Skocz do zawartości

to i owo - mistewowo

  • wpisy
    359
  • komentarzy
    2977
  • wyświetleń
    109973

Podsumowujemy! - czyli po 19. kolejce


mistew

163 wyświetleń

Hej! W ostatniej kolejce mieliśmy sporo niespodzianek i wielu kibiców kończyło tą kolejkę zwyczajnie przygnębionych z powodu porażki swych ulubieńców. Wasz wierny sługa też się zalicza do tej grupy. No, ale nic, trza podsumować. Sorry, że dopiero tydzień po, ale wcześniej byłem zbyt leniwy.

Arka Gdynia - Zagłębie Lubin 1:1

Dno, dno i metr mułu. Mecz ten winno pokazywać się dzieciakom jak nie powinno się grać w piłkę. Osobny podpunkt należy też poświęcić upadkowi Hanzela.
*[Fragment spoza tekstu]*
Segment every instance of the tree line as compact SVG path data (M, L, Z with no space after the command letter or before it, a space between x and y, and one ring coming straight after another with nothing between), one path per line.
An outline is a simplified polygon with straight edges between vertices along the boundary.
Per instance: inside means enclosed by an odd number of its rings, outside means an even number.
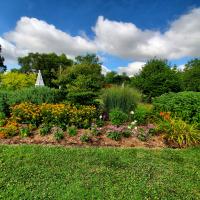
M30 74L40 69L46 86L61 87L67 93L68 99L77 102L89 103L98 96L101 88L110 87L112 84L135 87L142 92L146 101L168 92L200 92L198 58L188 61L183 70L172 66L165 59L153 58L132 77L114 71L102 75L102 63L95 54L77 56L72 60L65 54L29 53L19 57L18 63L20 68L12 69L12 72ZM0 71L6 71L1 54Z

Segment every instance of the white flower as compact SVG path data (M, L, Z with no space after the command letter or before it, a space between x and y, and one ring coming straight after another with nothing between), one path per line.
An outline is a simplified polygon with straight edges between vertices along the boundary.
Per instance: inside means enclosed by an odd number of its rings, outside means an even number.
M135 124L136 124L136 121L131 122L131 125L135 125Z
M130 114L131 114L131 115L134 115L134 111L131 111Z

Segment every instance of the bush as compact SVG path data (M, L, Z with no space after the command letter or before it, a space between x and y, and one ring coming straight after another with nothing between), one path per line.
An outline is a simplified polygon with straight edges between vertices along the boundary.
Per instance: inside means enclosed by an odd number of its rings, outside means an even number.
M21 137L28 137L31 135L30 129L28 127L20 128L19 135Z
M139 104L133 114L133 119L137 121L138 125L145 125L152 112L150 104Z
M54 133L54 138L57 140L57 141L60 141L64 138L64 133L62 130L57 130L55 133Z
M165 134L165 139L171 145L179 147L200 143L200 130L195 124L187 124L180 118L171 118L169 113L162 113L156 131Z
M63 100L63 94L60 90L48 87L24 88L16 91L0 91L0 112L6 116L10 115L10 106L20 103L58 103Z
M43 124L42 127L40 128L40 135L45 136L49 134L51 131L51 125L50 124Z
M70 126L67 129L67 132L68 132L69 136L75 136L75 135L77 135L77 128L75 126Z
M200 92L169 93L153 100L154 111L171 112L188 123L200 123Z
M90 136L88 134L84 134L80 137L81 142L89 142L90 141Z
M109 113L110 121L113 125L122 125L128 121L128 115L119 109L112 110Z
M13 137L18 135L18 124L15 121L9 121L3 128L0 128L0 131L5 137Z
M107 112L117 108L127 114L131 110L135 110L140 97L141 95L137 90L119 86L105 89L102 95Z
M107 137L112 140L118 141L121 140L122 134L119 131L111 131L107 133Z
M41 123L53 124L59 127L75 125L77 127L90 126L97 116L95 106L75 107L66 104L36 105L21 103L11 107L12 118L19 123L31 123L39 126Z
M9 97L9 105L15 105L23 102L34 104L59 103L63 99L60 90L48 87L32 87L15 91Z

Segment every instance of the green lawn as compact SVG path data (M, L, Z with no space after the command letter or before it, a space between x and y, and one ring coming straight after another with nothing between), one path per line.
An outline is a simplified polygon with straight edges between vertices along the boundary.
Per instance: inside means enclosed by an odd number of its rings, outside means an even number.
M0 199L200 199L200 148L0 145Z

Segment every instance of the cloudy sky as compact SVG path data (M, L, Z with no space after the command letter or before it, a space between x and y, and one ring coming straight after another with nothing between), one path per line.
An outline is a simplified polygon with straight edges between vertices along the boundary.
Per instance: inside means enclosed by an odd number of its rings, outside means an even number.
M128 75L155 56L182 68L200 56L200 1L1 1L0 44L9 69L28 52L96 53Z

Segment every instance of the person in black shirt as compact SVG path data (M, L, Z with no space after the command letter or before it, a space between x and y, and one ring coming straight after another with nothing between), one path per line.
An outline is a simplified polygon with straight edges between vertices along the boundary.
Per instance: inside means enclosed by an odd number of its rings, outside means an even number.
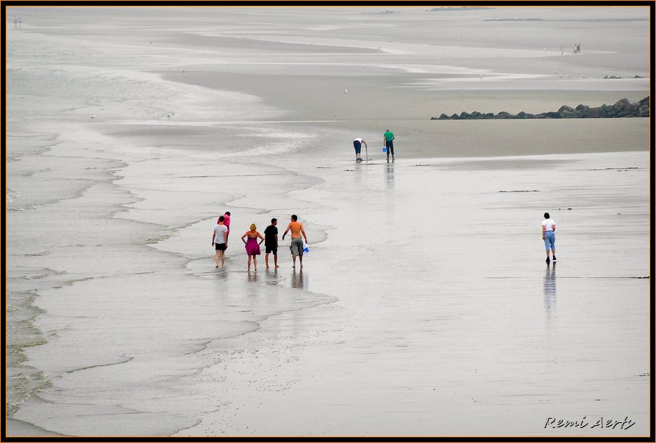
M267 227L267 229L264 229L264 247L265 254L264 254L264 262L267 264L267 269L269 269L269 253L273 253L274 254L274 266L275 267L278 267L278 228L276 227L276 225L278 224L277 219L272 219L271 224Z

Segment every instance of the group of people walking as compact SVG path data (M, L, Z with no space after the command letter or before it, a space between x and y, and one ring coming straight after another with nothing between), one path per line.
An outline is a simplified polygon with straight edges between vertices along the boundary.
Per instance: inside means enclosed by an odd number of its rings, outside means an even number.
M394 162L394 133L387 129L383 134L383 151L387 153L387 163L389 163L389 154L392 154L392 161ZM355 149L355 161L362 161L362 158L360 153L362 149L362 145L364 145L365 151L367 150L367 141L362 137L358 137L353 139L353 147ZM369 160L369 159L367 159Z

To było bardzo dziwne, co ten koleżka uczynił... Choć nie wiem czy to dobry pomysł z tym pokazywaniem, bowiem mecz był tak nudny, że po 15 minutach sala by zasnęła (w sumie dobry sposób na bezsenność!)

Ruch Chorzów - Górnik Zabrze 3:0

Dużo ciekawsze spotkanie niż w Gdyni, choć rozgrywane w okrutnych warunkach pogodowych (zarówno dla piłkarzy, jak i licznie zgromadzonych widzów). Po zwycięstwie 3:0 "Niebiescy" mogą z większym optymizmem patrzeć w następne kolejki. Na pochwałę zasługuje każdy z osobna gracz Ruchu, lecz trzeba przyznać, że takiego wyniku nie udałoby się osiągnąć bez udziału bramkarza gości (choć w porównaniu z tym co zrobił inny bramkarz toto jest pan pikuś). Zawalił pierwszego gola, a i przy drugim mógł się lepiej zachować. Po ostatnich mych pochwałach Górnika tym razem gorzka statystyka - na 9 wyjazdach stracił 23 bramki, a trudniejsze obiekty dopiero przed nim...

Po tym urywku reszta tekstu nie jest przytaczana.